Volli crederle. Cercai di non piangere per il terrore. Vedevo le sue gambe vicine al mio viso, il suo sesso scuro e peloso a poca distanza da me. Sentii una leggera vibrazione al mio basso ventre, come se mi stessi eccitando. Pregai affinché ciò non accadesse. Poi Francesca parlò:
«Per prima cosa, sappi che non sono una sadomasochista, né una dedita agli scambi di coppia o ad altre robe da pervertiti. Non amo nemmeno legare il mio uomo al letto, dominarlo o altro. Ma è una cosa che ho sempre sognato di fare. E stanotte la sto facendo. Ma non permetterei mai che il mio eventuale futuro marito o qualcuno di mia conoscenza venisse a sapere di questo mio desiderio. Punto numero due: non ho inventato nulla della mia storia, oggi. Sono davvero in fuga e non so che farò. Comunque non avevo previsto di arrivare a fare proprio oggi, con te, quello che sto facendo. Punto numero tre… non me lo ricordo… Ah sì, non sono matta e presto ti libererò».
Sorrise e si alzò. Io naturalmente non potei proferire parola, per via della benda. Mi limitati a grugnire, come si dice in questi casi. Temevo, infatti, di compiere qualche gesto che potesse indispettire Francesca e farle cambiare idea sulla sorte che mi avrebbe riservato. Mi sembrava fuori di sé, del tutto diversa dalla ragazza compita e sofferente che avevo conosciuto durante il giorno.
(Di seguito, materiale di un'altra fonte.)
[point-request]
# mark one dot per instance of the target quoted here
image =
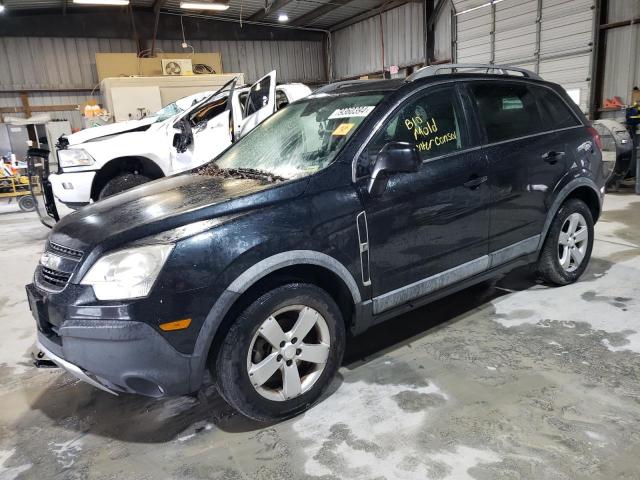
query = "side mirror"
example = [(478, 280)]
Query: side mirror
[(183, 136), (394, 157)]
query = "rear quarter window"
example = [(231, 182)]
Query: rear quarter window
[(555, 111), (507, 111)]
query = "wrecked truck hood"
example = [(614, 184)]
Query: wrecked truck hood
[(163, 205), (105, 130)]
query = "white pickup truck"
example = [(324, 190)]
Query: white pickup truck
[(101, 161)]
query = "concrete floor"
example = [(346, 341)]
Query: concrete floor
[(511, 381)]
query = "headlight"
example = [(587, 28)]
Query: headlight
[(74, 157), (127, 273)]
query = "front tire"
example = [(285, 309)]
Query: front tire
[(281, 353), (27, 203), (567, 248), (122, 182)]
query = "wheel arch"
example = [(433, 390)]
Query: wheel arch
[(581, 188), (296, 266), (127, 164)]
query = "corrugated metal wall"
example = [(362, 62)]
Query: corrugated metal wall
[(622, 64), (357, 49), (552, 37), (69, 63), (442, 33)]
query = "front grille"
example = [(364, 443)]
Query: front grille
[(66, 261), (54, 277), (64, 251)]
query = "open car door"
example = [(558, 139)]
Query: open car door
[(204, 131), (260, 104), (40, 187)]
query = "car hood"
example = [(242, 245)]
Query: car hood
[(163, 205), (105, 130)]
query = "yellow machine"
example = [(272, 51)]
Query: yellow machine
[(14, 185)]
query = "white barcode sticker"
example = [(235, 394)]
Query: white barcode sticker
[(351, 112)]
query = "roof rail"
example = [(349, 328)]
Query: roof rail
[(502, 69)]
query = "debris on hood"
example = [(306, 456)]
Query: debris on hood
[(212, 170)]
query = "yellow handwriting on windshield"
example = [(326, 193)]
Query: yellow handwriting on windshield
[(424, 133), (421, 128)]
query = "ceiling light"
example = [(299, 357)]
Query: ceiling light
[(488, 4), (203, 6), (102, 2)]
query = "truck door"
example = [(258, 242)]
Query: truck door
[(260, 104), (204, 132)]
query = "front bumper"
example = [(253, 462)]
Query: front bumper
[(72, 188), (113, 355), (73, 369)]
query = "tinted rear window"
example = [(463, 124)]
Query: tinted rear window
[(556, 112), (507, 110)]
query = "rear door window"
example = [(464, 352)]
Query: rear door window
[(556, 112), (507, 111)]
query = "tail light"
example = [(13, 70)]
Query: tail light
[(596, 137)]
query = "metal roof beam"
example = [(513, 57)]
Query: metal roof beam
[(383, 7), (264, 12), (319, 12)]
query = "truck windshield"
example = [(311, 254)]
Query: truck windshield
[(301, 139), (179, 106)]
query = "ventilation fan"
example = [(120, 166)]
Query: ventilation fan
[(177, 67)]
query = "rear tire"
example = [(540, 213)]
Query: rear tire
[(567, 248), (269, 380), (122, 182), (27, 203)]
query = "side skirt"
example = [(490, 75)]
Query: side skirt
[(365, 318)]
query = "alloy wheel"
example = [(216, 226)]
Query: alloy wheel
[(288, 353), (573, 242)]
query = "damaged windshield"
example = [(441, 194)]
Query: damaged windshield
[(301, 139)]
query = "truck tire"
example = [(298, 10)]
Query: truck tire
[(567, 248), (120, 183), (27, 203), (281, 353)]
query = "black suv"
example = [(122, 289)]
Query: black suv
[(347, 208)]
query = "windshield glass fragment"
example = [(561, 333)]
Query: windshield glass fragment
[(301, 139)]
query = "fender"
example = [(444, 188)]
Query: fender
[(242, 283), (560, 197)]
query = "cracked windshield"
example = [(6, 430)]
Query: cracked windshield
[(302, 138)]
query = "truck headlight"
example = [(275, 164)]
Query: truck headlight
[(127, 273), (74, 157)]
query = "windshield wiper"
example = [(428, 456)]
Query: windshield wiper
[(262, 173), (213, 170)]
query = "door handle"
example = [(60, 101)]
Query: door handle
[(475, 181), (552, 156)]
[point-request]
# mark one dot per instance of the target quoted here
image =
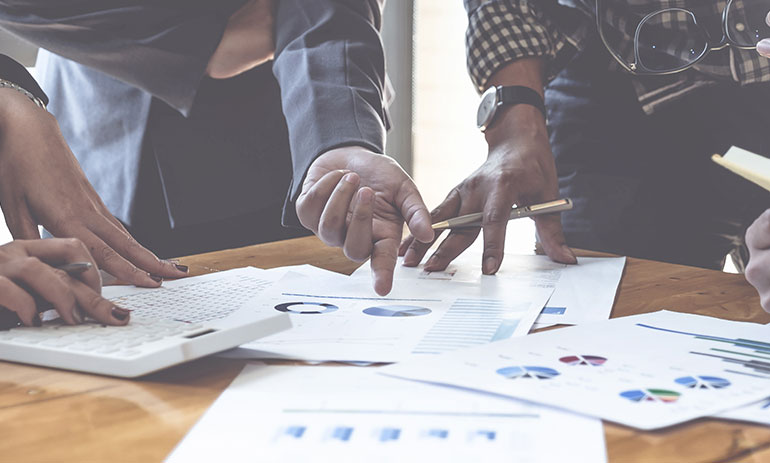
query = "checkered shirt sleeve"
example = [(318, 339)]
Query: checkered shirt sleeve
[(501, 31)]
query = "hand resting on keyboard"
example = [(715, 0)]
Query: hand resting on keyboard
[(29, 279)]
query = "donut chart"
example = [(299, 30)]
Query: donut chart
[(306, 308)]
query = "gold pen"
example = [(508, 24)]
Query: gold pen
[(474, 220)]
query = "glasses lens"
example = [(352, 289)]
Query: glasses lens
[(670, 40), (746, 22)]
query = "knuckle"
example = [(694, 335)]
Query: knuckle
[(96, 302), (765, 302), (496, 215), (74, 244), (29, 266)]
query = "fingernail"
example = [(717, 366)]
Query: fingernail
[(120, 314), (490, 265), (569, 253), (763, 48), (409, 256), (366, 196)]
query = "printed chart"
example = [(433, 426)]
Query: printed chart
[(664, 368), (337, 318), (269, 414)]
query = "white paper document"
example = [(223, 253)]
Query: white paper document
[(349, 414), (758, 412), (195, 299), (337, 318), (647, 371), (582, 293)]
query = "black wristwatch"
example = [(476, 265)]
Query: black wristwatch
[(15, 76), (495, 97)]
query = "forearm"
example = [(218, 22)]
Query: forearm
[(520, 121), (158, 48), (330, 65)]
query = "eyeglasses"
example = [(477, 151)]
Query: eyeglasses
[(671, 40)]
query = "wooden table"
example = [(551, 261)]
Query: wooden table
[(51, 415)]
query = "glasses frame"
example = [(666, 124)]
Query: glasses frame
[(638, 68)]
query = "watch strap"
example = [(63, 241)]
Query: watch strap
[(16, 76), (518, 94)]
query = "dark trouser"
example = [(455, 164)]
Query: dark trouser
[(645, 186)]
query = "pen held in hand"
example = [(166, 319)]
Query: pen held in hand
[(475, 220), (9, 319)]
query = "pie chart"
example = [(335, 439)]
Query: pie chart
[(397, 311), (703, 382), (651, 395), (593, 360), (528, 372), (306, 308)]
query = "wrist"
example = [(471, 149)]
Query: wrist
[(519, 123), (16, 105)]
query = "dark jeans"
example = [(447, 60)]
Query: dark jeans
[(645, 186)]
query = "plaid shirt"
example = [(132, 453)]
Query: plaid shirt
[(500, 31)]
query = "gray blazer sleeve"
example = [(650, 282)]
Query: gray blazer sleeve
[(161, 47), (330, 66)]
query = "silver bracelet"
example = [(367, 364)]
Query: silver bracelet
[(11, 85)]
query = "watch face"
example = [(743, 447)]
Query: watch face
[(487, 108)]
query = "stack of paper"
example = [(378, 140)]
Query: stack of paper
[(582, 293), (348, 414), (646, 371)]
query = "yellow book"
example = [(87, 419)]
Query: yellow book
[(748, 165)]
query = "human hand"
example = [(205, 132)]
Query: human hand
[(43, 184), (247, 42), (27, 274), (519, 170), (358, 200), (758, 268), (763, 47)]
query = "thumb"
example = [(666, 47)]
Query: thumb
[(415, 213), (21, 225), (551, 236)]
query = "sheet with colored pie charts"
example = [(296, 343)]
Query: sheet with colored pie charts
[(647, 371)]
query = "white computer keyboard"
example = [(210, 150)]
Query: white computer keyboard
[(183, 320), (193, 303), (142, 335)]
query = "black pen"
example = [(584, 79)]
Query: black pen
[(9, 319)]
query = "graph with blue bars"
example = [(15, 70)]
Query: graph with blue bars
[(703, 382), (437, 433), (752, 356), (469, 322), (295, 431), (389, 434), (342, 433)]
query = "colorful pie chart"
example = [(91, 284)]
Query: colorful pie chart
[(593, 360), (703, 382), (397, 311), (651, 395), (306, 308), (528, 372)]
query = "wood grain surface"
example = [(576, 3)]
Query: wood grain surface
[(51, 415)]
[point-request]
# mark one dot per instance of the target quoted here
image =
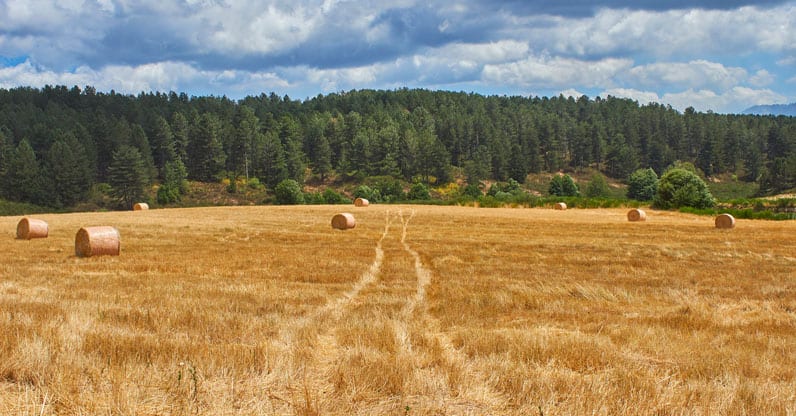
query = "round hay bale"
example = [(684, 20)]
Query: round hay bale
[(97, 241), (343, 221), (636, 215), (725, 221), (28, 228)]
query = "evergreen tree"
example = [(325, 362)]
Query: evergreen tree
[(163, 146), (139, 140), (174, 182), (127, 176), (682, 188), (23, 180), (642, 185), (70, 171), (206, 153), (598, 187), (273, 166), (563, 185)]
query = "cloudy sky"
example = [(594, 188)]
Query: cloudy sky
[(720, 55)]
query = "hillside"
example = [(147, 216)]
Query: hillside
[(772, 109), (57, 144), (418, 310)]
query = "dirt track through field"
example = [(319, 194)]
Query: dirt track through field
[(474, 394), (383, 319)]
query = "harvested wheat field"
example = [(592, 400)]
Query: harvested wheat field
[(416, 311)]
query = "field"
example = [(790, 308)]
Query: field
[(417, 311)]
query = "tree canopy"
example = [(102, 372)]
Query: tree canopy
[(414, 135)]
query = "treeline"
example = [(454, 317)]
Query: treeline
[(56, 143)]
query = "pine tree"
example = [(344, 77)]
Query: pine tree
[(69, 170), (23, 177), (127, 176), (205, 152)]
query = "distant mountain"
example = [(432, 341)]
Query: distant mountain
[(773, 109)]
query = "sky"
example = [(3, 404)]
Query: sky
[(712, 55)]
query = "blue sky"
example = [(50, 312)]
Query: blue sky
[(719, 55)]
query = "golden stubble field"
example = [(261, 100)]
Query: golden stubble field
[(418, 310)]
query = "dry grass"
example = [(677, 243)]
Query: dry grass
[(418, 310)]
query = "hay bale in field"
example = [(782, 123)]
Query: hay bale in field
[(636, 215), (97, 241), (28, 228), (343, 221), (725, 221)]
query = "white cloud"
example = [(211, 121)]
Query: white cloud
[(762, 78), (694, 74), (734, 100), (551, 72), (163, 76), (671, 33), (571, 92)]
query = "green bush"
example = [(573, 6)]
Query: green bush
[(168, 194), (598, 187), (288, 192), (418, 191), (682, 188), (472, 191), (642, 185), (563, 185), (364, 191), (330, 196)]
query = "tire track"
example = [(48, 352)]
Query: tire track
[(473, 391), (310, 348)]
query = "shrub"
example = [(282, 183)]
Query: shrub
[(168, 194), (330, 196), (682, 188), (563, 185), (598, 187), (642, 185), (364, 191), (288, 192), (510, 187), (472, 191), (418, 191)]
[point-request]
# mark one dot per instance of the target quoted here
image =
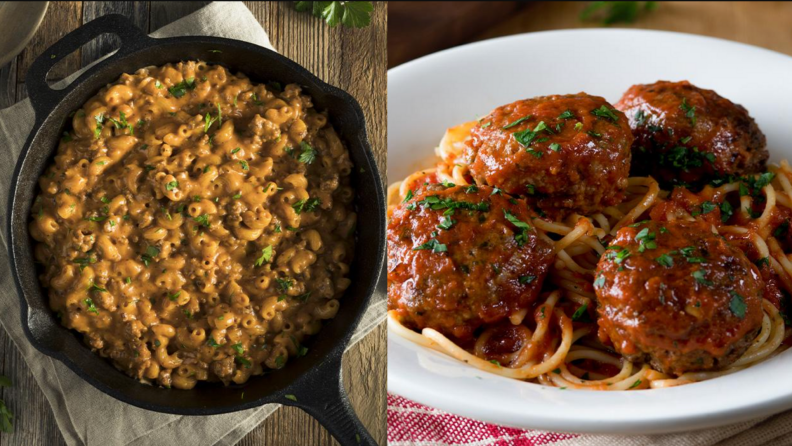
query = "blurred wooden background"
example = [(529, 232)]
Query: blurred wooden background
[(353, 60), (417, 29)]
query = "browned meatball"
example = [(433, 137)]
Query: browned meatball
[(460, 257), (688, 135), (678, 296), (564, 153)]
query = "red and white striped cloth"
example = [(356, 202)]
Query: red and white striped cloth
[(412, 424)]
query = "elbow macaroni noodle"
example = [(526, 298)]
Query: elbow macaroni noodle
[(195, 226)]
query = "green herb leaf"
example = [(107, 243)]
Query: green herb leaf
[(737, 304), (266, 256)]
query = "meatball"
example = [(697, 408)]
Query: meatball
[(678, 296), (565, 154), (688, 135), (460, 257)]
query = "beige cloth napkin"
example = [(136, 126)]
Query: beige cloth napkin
[(84, 414)]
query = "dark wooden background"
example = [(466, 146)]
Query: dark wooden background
[(354, 60)]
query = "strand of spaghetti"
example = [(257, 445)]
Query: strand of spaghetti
[(602, 221), (745, 206), (572, 265), (646, 203), (552, 227), (771, 344), (769, 206), (528, 350), (782, 176), (581, 228), (410, 335), (778, 255)]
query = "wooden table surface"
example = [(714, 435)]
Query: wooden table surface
[(354, 60)]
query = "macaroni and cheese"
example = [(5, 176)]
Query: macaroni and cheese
[(195, 226)]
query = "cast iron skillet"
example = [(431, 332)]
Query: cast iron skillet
[(314, 380)]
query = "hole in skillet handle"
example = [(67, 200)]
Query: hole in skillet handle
[(323, 397), (45, 98)]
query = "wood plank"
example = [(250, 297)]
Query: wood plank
[(61, 18), (162, 13), (8, 84), (353, 60), (138, 12)]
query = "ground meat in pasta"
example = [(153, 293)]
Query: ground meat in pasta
[(460, 257), (194, 225)]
Francesca mi annunciò che sarei stato per un po’ (erano ormai le tre del mattino) il suo “schiavo del sesso”. Se non mi fossi trovato in quella scomoda posizione, piedi e mani legate, avrei riso della banalità di quella espressione, perché non ce la vedevo proprio, Francesca, che si comportava in quel modo. Ma la realtà stava vincendo e cancellando il mio stupore. Cioè, intendo dire che avevo ancora paura, naturalmente, però capivo che mi sarei dovuto adattare per quanto fosse possibile e affrontare la situazione. Era come se la mia testa e il mio corpo avessero capito che resistere e mantenere un minimo di calma potesse essere il solo modo per sopravvivere. Infatti, ero un po’ meno agitato e, soprattutto, non pensavo più ai miei genitori, a Marta, allo scandalo, alla morte e a tante cose tetre.